The Pars 8×8 vehicle was examined by the Malaysian Army competing with the Swiss Mowag Piranha and the Finnish Patria AMV for the implementation of technology to the first Malaysian indigenous armoured vehicle. AV8 Gempita was the result of Malaysian-Turkey collaboration in Malaysia's first indigenous armoured vehicle project with the implementation of Pars technology to its new army armoured vehicle.

== Operators ==
===Current operators===
- OMN - 172 vehicles in both 6×6 & 8×8 configuration.

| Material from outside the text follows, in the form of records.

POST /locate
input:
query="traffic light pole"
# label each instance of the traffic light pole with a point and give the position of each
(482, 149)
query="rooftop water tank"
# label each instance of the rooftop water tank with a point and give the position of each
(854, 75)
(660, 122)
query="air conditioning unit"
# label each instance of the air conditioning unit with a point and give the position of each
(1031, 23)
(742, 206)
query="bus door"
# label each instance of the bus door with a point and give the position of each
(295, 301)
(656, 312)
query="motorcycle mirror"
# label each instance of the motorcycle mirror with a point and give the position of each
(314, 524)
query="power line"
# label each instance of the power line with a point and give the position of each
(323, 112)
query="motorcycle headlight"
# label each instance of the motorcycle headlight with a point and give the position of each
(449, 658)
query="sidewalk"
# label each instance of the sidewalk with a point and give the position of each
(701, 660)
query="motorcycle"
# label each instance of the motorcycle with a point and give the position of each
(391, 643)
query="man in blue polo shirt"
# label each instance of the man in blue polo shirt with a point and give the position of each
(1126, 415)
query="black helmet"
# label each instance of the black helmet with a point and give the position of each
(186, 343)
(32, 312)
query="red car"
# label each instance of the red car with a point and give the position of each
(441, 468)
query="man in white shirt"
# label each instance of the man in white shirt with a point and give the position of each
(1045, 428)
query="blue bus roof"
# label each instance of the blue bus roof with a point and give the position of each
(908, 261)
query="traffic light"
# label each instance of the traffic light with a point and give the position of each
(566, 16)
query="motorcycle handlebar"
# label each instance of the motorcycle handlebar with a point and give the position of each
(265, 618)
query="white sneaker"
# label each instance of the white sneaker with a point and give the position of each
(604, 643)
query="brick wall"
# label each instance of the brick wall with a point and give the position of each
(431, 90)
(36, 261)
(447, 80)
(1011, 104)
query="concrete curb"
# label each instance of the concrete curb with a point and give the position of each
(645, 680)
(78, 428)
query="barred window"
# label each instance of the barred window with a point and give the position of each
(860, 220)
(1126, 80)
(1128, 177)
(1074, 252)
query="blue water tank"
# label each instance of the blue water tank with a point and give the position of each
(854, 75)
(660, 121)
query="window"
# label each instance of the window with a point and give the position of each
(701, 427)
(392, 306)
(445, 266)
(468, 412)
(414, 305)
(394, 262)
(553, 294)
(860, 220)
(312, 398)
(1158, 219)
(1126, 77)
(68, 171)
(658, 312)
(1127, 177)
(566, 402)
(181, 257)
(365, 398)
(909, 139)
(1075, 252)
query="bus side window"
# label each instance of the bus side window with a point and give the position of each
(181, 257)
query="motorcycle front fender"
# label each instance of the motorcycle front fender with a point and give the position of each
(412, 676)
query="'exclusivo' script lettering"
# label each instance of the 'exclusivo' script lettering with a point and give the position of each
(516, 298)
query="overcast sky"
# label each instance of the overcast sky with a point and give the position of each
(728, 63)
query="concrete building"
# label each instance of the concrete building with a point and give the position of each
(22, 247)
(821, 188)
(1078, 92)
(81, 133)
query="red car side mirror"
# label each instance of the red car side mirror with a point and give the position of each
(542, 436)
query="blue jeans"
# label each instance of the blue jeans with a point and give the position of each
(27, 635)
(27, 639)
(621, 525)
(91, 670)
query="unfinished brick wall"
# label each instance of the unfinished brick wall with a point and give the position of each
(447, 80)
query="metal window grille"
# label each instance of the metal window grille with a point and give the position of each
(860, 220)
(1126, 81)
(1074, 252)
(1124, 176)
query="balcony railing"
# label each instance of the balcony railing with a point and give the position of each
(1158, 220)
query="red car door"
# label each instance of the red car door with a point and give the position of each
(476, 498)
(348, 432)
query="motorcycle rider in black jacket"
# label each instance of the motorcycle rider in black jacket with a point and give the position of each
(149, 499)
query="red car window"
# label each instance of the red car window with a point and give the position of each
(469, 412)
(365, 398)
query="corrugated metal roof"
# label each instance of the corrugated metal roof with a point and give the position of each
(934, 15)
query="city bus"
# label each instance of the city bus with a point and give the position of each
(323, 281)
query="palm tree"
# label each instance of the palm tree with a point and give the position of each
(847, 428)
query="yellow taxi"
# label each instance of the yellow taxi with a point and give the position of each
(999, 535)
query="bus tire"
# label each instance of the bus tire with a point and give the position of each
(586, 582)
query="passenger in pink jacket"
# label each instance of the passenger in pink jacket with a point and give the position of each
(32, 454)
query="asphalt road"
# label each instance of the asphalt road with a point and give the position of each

First delivery on 12 July 2017 and last in August 2020.
- TUR - Approx.100 Pars Scout 8×8 on order. 12 Pars Pars IV 6×6 in service. 136 Pars 4×4 in service.
- MYS - 257 DefTech AV8 Gempita 8×8 based on FNSS Pars.

===Potential operators===
- AZE
- XKX - 60 Pars III IFV in 6×6 configuration. The Kosovo Ministry of Defense signed a Letter of Request worth €70.000.000 with Turkish defense company FNSS for the supply of Pars III 6×6 IFV with integrated Saber 25mm Turret and FNSS SANCAK RCWS.